Javier Guillen, race director of the Vuelta a Espana, has confirmed to BiciCiclismo that Amaury Sport Organisation (ASO), owner of the Tour de France, and Vuelta organizers Unipublic which is partly owned by ASO, will advocate for an open system that will have sporting criteria as the basis for selections of teams and the that will allow "the best to do the best races," as opposed to the "closed system" presented by the International Cycling Union (UCI). "The reform is not convincing at all," he says and defends the withdrawal from the WorldTour in 2017.

 

“Everything must be placed in a context,” he tells the Spanish website. “The reform approved by the UCI establishes a closed system of competition, 18 teams with licenses for three years, and expands the number of racing days in the WorldTour. We disagree with this reform and opt for a philosophy of anopen competition system which means that access to races is determined by sporting criteria. By dropping down to Hors Categorie we can better control the open system.”

 

Many were surprised by the move as the organizers remained silent at the recent seminar in Barcelona.


”It's just that there was nothing to discuss,” Guillen says. “We were told 'this is the reform which has been approved." It was not a debate and there was no voting. No. There was no such possibility.”

 

The war in cycling now seems pretty clear: ASO and Unipublic are up against the UCI which has the backing of the teams.


”With a hint, the riders have also shown their dissatisfaction with the reform,” Guillen says. “I do not know if one can speak of blocks, but there are stakeholders who are in favor and some who are against. The association of race organizers, AIOCC, does not want this reform and a majority rejected it at the General Assembly in Hamburg. We do not like it. The riders don’t want this reform if there is no consensus. On the other hand, it is true that the UCI, Velon and many of the teams support it more or less.”

 

The main question is whether the parties can reach an agreement.

 

”It is always good to discuss things,” Guillen says. “There are big differences in opinion about a reform that does not convince everyone. We have to lay the foundations for a system that is convenient for everyone. It cannot be that most organizers are against it.
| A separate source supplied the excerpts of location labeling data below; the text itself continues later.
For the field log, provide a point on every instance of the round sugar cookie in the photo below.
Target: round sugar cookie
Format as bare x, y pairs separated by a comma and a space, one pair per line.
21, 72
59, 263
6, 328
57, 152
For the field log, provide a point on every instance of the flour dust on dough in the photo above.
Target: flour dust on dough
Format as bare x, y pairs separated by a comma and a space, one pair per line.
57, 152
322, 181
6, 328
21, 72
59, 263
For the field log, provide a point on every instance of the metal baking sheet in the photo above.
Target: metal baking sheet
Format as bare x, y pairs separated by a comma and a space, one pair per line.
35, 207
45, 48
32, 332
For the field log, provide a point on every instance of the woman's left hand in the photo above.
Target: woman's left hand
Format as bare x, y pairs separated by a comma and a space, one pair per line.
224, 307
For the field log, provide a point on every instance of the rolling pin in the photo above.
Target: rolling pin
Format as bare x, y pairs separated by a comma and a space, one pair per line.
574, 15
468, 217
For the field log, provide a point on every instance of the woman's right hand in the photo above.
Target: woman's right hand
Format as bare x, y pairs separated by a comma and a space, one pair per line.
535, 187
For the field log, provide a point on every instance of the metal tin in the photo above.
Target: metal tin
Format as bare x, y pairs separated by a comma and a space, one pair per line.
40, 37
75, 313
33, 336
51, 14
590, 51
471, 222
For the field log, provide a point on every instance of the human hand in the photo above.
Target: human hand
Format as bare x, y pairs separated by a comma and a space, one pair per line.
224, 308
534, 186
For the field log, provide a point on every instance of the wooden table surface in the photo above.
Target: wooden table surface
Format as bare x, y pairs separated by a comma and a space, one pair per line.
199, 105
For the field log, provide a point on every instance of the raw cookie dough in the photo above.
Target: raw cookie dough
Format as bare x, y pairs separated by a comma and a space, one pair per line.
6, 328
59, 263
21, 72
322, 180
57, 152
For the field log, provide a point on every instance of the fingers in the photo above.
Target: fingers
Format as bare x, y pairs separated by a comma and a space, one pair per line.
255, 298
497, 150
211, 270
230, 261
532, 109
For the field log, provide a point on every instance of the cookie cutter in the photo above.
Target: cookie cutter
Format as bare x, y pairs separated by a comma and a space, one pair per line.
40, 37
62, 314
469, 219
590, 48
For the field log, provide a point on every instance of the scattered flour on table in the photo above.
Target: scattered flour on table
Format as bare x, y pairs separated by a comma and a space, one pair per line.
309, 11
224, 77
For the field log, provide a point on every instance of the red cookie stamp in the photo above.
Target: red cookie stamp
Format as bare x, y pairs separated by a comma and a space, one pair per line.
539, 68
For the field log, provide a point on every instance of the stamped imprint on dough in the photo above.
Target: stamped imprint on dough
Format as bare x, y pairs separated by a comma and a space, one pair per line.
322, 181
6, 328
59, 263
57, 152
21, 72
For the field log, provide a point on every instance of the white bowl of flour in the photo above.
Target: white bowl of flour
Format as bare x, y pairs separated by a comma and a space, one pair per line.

We need to reach common points. It is absolutely necessary.”

 

One of the key issues has been the length of the grand tours. Some of the teams have asked for the Giro and the Vuelta to be reduced to two weeks but Guillen has strongly opposed the idea.
 

“It is a debate that is on the table but now there are other priorities,” Guillen says. “But we need a comprehensive review of the calendar and not only to look at some races. What we can’t do is to expand the current number of race days from 120 to 180 when 120 already seem to be too much. And I have to say that we can’t touch the monuments and I am referring to the Giro, the Vuelta and the Tour.”

 

Furthermore, the organizers have called for a reduction of the number of riders per team in the grand tours.

 

”That's true, I can confirm that,” Guillen says. “It is a proposal of the organizers and a request from the AIOCC that we have given to the UCI: to reduce the number from from nine to eight riders in the grand tours and from eight to seven in the others. Basically, it is because of security and to prevent crashes. We have had a particularly bad year in that area and Unipublic and the Tour in particular have suffered from this problem. Now it's time to make proposals. This is one of them and there should be more.”

 

Guillen summarizes his stance in this wat.

 

“We want the best teams from each year to have access to the best races in the coming season. And since this system does not exist in the WorldTour we have to change things and make it more open. And on the other hand, this conflict is not new. We have fought against a closed system for years. And that requires us to be consistent now and defend the principles we have always advocated for.”